LREC 2002 Workshop

Event Modelling for Multilingual Document Linking

Specific Motivation and Aims

There is a growing need for modelling the content of multilingual documents for purposes such as IR and IE which rest on classification and document similarity.

This workshop aims to discuss the issues surrounding content modelling of multilingual documents, and in particular the issue of whether event representations can function as cross-document links. Specific Issues are:

How large-scale language resources can be used in Content Modelling.
How NLP techniques can be used to full advantage in event/content modelling. Can generic tools be used or is it inevitable that tools developed be application specific.
Discussion of learning techniques that have been applied to such tasks.
Discussion of applications that use content/event modelling as an intermediate stage or end result in document linkage.
Issues concerning evaluation of how well the content is modelled.
Multilingual document analysis.

General Motivation and Aims

The application of HLT to current IT trends requires large amounts of specific linguistic resources. However, existing large scale resources are never intended (i.e. designed and handcrafted) for specific application tasks.
In order to bridge the existing gap, a variety of methods for acquisition, adaptation and integration of linguistic resources have been proposed in the NLP research area since the late 80's. Machine learning and statistical techniques have been largely employed as major devices able to deal with the scale and the complexity of the problem. Although a large area of research, the impact of these technologies on the applications is still low with respect to their potential.
Open problems are:

The unclear targets of the learning activity: no general consensus exists among the proposed approaches to the quality and quantity of linguistic information needed for the different tasks (e.g. which is the suitable representation that captures selective information from the LR training material able to optimize parsing accuracy? Is it fully grammatical, like in bracketed corpora, or lexical)
The heterogeneity of sources: relevant information for the adaptation task can be distributed in different repositories (LKBs and texts) or expressed differently (in different languages and/or raw, e.g. texts, vs. semistructured data, e.g. HTML/XML formats).
The architectural idiosyncrasies: the proposed learning system make reference to different sources of information in different pipelined (or redundant as in voting) application architectures.
The application scope: current applications make a limited use (if any) of available adaptation technologies. This often limits the scale reachable by the current HLT aplications.

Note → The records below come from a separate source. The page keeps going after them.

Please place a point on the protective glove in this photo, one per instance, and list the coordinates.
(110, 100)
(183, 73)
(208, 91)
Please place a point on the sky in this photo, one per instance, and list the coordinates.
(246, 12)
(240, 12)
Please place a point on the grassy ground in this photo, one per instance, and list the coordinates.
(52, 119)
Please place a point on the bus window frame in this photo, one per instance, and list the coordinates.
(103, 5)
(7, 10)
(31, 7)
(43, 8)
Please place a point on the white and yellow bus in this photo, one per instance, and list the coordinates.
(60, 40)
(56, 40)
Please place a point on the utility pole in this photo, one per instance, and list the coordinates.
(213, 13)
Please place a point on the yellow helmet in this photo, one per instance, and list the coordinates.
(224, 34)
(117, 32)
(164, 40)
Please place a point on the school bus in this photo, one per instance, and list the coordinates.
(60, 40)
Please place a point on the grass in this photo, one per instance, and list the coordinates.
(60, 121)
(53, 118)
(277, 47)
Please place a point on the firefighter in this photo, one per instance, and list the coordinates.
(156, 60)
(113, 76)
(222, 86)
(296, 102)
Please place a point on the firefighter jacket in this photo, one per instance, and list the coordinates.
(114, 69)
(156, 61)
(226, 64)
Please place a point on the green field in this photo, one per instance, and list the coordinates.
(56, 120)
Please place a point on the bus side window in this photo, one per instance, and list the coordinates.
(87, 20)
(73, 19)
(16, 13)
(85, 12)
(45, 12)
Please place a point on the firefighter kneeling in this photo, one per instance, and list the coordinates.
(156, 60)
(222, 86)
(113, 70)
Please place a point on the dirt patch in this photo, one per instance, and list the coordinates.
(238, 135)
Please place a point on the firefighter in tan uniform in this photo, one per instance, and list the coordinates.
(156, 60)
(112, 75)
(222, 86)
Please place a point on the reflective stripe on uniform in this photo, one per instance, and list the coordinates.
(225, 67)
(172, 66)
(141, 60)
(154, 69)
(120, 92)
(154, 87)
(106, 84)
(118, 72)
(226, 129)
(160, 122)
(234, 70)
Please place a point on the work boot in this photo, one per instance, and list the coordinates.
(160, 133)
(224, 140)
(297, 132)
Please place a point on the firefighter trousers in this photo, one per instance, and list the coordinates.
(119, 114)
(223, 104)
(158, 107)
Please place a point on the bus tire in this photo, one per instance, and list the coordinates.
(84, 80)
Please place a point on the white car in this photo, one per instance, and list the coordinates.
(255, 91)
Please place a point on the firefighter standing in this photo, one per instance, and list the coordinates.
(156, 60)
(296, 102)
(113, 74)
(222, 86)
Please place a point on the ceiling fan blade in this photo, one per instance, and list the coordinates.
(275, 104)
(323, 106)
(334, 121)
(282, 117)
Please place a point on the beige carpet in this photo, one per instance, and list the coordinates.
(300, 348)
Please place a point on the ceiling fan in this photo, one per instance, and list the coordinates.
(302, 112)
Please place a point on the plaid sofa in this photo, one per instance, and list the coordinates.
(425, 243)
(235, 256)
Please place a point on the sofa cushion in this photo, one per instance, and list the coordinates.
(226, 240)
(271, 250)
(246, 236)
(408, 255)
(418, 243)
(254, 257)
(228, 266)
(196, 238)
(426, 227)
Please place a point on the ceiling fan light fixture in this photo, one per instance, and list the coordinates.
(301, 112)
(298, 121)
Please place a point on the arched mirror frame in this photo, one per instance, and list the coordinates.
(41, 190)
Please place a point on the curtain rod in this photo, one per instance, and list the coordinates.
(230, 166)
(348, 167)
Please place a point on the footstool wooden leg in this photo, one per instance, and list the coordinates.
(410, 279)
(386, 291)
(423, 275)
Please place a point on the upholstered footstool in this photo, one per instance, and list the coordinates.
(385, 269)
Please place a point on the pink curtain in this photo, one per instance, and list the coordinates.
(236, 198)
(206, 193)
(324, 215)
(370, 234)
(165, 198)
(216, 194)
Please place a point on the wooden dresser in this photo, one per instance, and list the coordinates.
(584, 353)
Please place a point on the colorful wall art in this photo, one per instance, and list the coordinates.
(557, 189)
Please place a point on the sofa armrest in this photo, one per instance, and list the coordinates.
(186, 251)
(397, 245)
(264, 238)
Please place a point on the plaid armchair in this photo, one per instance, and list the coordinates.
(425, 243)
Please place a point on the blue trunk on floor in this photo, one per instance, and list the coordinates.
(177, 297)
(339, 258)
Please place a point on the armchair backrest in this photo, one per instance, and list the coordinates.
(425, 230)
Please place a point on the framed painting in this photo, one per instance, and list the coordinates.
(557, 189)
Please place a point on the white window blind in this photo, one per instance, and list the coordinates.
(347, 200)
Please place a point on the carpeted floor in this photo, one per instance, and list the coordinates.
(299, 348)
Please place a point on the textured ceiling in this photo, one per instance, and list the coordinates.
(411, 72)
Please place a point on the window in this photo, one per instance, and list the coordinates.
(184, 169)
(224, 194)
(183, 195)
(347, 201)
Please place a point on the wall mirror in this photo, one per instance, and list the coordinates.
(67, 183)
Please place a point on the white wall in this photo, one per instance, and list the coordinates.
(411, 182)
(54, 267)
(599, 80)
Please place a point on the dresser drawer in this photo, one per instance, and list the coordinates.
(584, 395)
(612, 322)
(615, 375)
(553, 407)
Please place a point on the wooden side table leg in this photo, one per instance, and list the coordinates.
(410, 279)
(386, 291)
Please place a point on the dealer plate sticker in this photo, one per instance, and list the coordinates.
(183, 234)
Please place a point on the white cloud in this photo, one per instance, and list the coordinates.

The above issues are orientative towards the complexity of the problem in current research given the enormous potential of the application field in areas like Web Mining, Q&A and Knowledge Management.

This workshop aims to bring together researchers of both academic and industrial organizations interested in:

Theoretical and Practical aspects of adaptive Natural Language Processing.
Models of Acquisition and Integration of Domain Knowledge.
Integration of induction models from heterogeneus data (lexicons vs. ontologies, texts vs. HTML/XML pages.
Learning Multlingual Information exploiting Multilingual Resources (e.g. EWN).
Theoretical and Practical aspects of Lexical Acquisition in multilingual scenarios.
Architectures for learning, adaptation, and integration of LR.
Adaptive HLT applications (including but not limited to search, retrieval, navigation and QA).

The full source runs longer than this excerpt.